At the half mark it could be said that we were entering the Euro part of the evening. From Stavanger Norway came Sirenia, making a one member at a time entrance. The band was formed in 2001 by Morten Veland, who performs guitar and vocals, and since then he has put out eight studio albums. They were a four-piece on stage, featuring the aforementioned founder as well as Emmanuelle Zoldan (a French mezzo-soprano singer), Jonathan A. Perez on drums, and Jan Erik Soltvedt on guitars. With them in spirit and on pre-recorded tracks were their studio choir. Just like the previous bands, it was their first time on a Canadian tour; Mr. Veland mentioned they had been waiting years for it to happen. It seems like their fans had been waiting too, and they were not disappointed. They played tracks from a range of their albums including “Dim Days of Dolor,” “My Destiny Coming to Pass” (which was maybe my favourite due to the nice amalgamation of vocals and instruments and the overlaying choir), “Treasure N’ Treason,” “Meridian” from the first album “The End of It All,” and “My Minds Eye.” They did play an encore, but I wasn’t able to catch the name of the track. They were very impressive live and I’ll certainly be checking out their albums.

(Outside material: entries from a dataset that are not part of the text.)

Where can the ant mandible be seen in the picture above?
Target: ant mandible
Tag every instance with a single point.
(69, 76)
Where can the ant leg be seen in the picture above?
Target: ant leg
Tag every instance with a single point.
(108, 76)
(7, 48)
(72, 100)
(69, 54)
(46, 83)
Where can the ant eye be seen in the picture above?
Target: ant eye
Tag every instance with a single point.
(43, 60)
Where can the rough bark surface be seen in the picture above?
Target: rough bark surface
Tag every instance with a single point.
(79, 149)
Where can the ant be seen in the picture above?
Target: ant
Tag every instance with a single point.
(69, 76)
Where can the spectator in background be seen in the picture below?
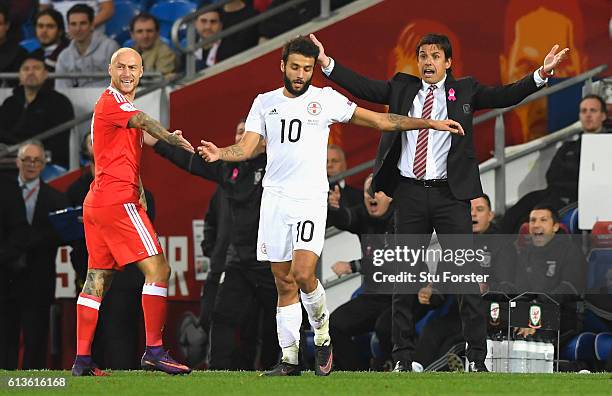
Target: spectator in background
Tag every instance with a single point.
(336, 164)
(11, 53)
(563, 171)
(103, 9)
(366, 312)
(51, 35)
(34, 108)
(233, 13)
(32, 289)
(208, 24)
(156, 55)
(13, 245)
(88, 51)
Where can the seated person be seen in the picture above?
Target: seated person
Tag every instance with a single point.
(34, 108)
(88, 52)
(551, 264)
(156, 55)
(366, 312)
(51, 35)
(103, 9)
(11, 53)
(562, 174)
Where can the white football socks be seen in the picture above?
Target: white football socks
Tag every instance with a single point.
(318, 315)
(288, 322)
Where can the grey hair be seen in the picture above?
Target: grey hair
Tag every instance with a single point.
(31, 142)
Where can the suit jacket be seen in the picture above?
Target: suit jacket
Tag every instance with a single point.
(399, 92)
(38, 279)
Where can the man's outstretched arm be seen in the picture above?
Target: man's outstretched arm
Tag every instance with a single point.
(155, 129)
(390, 122)
(246, 148)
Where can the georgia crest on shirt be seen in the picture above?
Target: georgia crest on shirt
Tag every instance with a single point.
(296, 131)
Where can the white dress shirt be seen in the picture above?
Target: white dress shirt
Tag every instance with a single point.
(438, 142)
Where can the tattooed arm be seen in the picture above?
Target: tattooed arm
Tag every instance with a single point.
(393, 122)
(155, 129)
(250, 145)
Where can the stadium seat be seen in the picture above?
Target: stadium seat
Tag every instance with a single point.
(603, 346)
(600, 262)
(602, 234)
(169, 11)
(52, 171)
(118, 27)
(569, 217)
(30, 44)
(581, 347)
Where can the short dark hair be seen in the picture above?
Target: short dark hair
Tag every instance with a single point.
(55, 15)
(5, 11)
(440, 40)
(486, 198)
(144, 16)
(549, 207)
(81, 9)
(300, 45)
(602, 102)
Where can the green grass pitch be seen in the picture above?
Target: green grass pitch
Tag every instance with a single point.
(204, 383)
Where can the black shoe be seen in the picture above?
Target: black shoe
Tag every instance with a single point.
(324, 359)
(477, 367)
(402, 366)
(455, 363)
(283, 369)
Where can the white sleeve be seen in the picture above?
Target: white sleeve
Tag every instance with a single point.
(341, 107)
(255, 121)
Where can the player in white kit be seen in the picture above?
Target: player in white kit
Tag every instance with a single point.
(294, 122)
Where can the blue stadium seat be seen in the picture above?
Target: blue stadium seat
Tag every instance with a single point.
(30, 44)
(603, 346)
(600, 262)
(52, 171)
(118, 27)
(169, 11)
(570, 219)
(581, 347)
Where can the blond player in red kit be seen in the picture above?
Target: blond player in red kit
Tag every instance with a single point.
(117, 229)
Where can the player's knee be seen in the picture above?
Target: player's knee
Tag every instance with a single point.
(285, 284)
(304, 278)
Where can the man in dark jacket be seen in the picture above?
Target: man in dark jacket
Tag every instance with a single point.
(563, 171)
(34, 108)
(31, 290)
(246, 281)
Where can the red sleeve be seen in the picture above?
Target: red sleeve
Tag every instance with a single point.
(117, 112)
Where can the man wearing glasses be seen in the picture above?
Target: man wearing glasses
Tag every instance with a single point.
(26, 302)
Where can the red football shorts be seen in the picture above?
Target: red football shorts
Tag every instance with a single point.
(118, 235)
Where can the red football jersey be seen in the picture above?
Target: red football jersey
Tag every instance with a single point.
(117, 150)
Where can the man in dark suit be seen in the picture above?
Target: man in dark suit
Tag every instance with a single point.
(31, 289)
(432, 176)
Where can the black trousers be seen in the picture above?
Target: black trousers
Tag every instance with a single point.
(245, 305)
(116, 343)
(358, 316)
(420, 210)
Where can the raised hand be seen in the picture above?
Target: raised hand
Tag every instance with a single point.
(447, 125)
(176, 138)
(333, 198)
(322, 59)
(554, 58)
(208, 151)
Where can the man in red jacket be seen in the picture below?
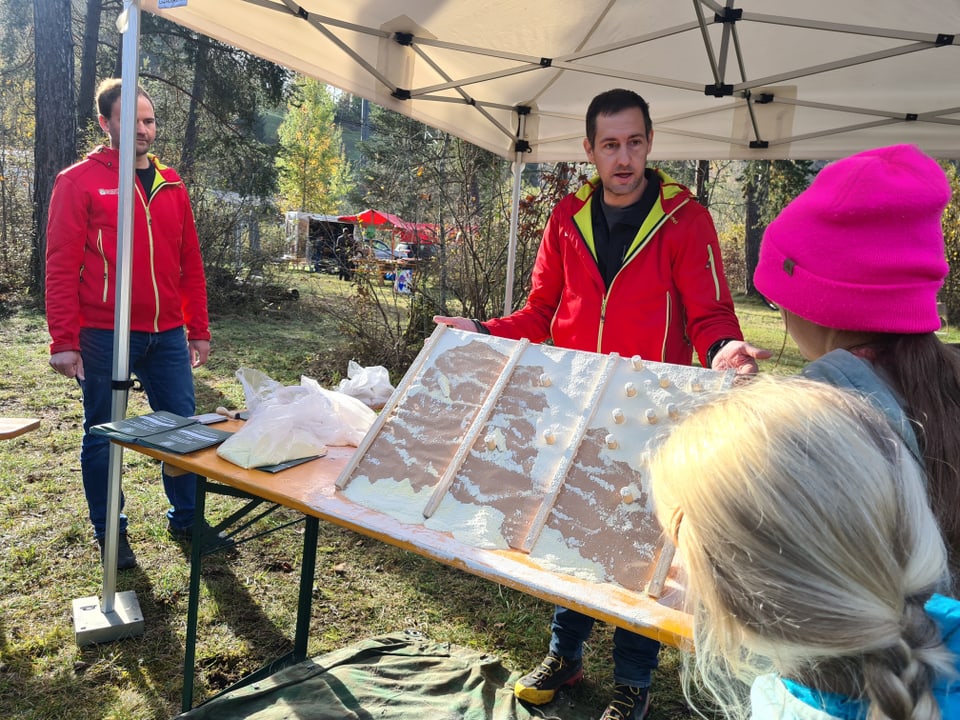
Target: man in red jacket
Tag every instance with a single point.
(630, 263)
(168, 292)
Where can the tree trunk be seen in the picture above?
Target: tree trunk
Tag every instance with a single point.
(754, 191)
(86, 113)
(55, 145)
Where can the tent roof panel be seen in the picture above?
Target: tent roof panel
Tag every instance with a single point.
(469, 65)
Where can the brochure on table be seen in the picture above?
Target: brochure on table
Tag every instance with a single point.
(164, 431)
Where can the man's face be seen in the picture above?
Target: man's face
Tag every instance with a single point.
(619, 152)
(146, 130)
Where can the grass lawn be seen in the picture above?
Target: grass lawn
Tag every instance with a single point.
(362, 587)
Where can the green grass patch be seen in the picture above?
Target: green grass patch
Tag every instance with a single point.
(362, 587)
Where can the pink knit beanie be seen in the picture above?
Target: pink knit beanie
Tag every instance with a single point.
(862, 247)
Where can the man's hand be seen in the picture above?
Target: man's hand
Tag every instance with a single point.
(199, 352)
(68, 363)
(740, 356)
(457, 322)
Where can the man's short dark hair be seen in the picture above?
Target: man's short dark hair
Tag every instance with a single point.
(108, 92)
(612, 102)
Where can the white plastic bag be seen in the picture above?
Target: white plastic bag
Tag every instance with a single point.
(370, 385)
(289, 422)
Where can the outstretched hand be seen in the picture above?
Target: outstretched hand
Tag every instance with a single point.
(740, 356)
(68, 363)
(455, 322)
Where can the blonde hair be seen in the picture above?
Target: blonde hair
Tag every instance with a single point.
(809, 547)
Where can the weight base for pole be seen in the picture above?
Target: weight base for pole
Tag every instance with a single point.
(92, 626)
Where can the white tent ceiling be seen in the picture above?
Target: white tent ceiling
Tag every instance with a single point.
(742, 79)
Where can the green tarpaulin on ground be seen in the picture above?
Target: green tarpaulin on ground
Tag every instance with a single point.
(391, 677)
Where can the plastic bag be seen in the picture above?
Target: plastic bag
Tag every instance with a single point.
(370, 385)
(289, 422)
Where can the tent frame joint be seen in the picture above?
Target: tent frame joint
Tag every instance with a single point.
(718, 90)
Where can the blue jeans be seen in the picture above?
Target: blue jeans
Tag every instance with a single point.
(634, 656)
(161, 361)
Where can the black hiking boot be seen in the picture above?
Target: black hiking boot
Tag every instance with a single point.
(539, 686)
(629, 703)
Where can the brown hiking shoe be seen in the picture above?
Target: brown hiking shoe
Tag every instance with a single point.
(628, 703)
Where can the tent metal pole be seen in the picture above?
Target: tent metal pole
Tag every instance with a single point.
(118, 615)
(514, 217)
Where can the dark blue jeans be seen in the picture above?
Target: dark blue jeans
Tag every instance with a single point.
(634, 656)
(161, 361)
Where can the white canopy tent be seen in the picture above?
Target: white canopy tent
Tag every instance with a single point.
(747, 79)
(741, 79)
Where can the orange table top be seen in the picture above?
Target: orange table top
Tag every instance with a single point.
(310, 488)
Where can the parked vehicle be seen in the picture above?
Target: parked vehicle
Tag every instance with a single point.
(418, 251)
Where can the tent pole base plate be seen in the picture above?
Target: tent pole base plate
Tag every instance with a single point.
(91, 625)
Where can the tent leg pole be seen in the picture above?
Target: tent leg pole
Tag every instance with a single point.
(118, 616)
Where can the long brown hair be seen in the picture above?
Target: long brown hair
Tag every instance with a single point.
(926, 373)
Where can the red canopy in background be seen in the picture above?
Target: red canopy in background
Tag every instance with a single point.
(374, 217)
(422, 233)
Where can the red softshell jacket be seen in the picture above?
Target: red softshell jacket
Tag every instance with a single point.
(669, 297)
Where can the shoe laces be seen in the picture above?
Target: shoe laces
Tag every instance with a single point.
(624, 701)
(551, 664)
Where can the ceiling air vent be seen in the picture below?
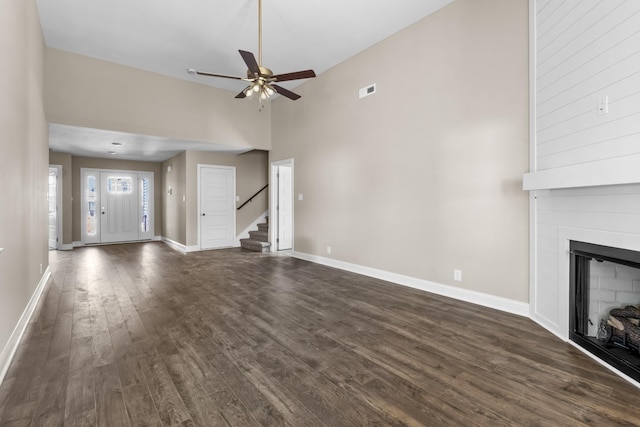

Headlining and coming from the furthest away was Arkona from Moscow Russia. This is their fifteenth anniversary tour, and Montreal was their fourth stop. The band was formed in 2002 by Maria “Masha Scream” Arkhipova, and has come out with seven studio albums since then. Other members are Sergei “Lazar” on guitar, Ruslan “Kniaz” on bass, Andrey Ischenko on drums, and Vladimir “Volk” on flute and bagpipes; their sound is that of Slavic pagan and folk metal. According to their Wikipedia page, “Their lyrics are heavily influenced by Russian folklore and Slavic mythology, and their music incorporates several traditional Russian musical instruments. The name of the band “Arkona” refers to the last pagan Slavic city-castle.” They were impressive right off the bat, and at this point the crowd was all in. I unfortunately had trouble catching track names, but I can tell you that all of the musicians were phenomenal. Gritty and clean vocals, hard blast beats, intricate guitar playing, and incredible wind instruments all combined to give them a unique sound, even within the folk-metal genre. I understood at that point why so many fans were hyped for the show, and I found myself thinking how awesome it would be to see them play outside with my feet in the dirt, holding a drinking horn.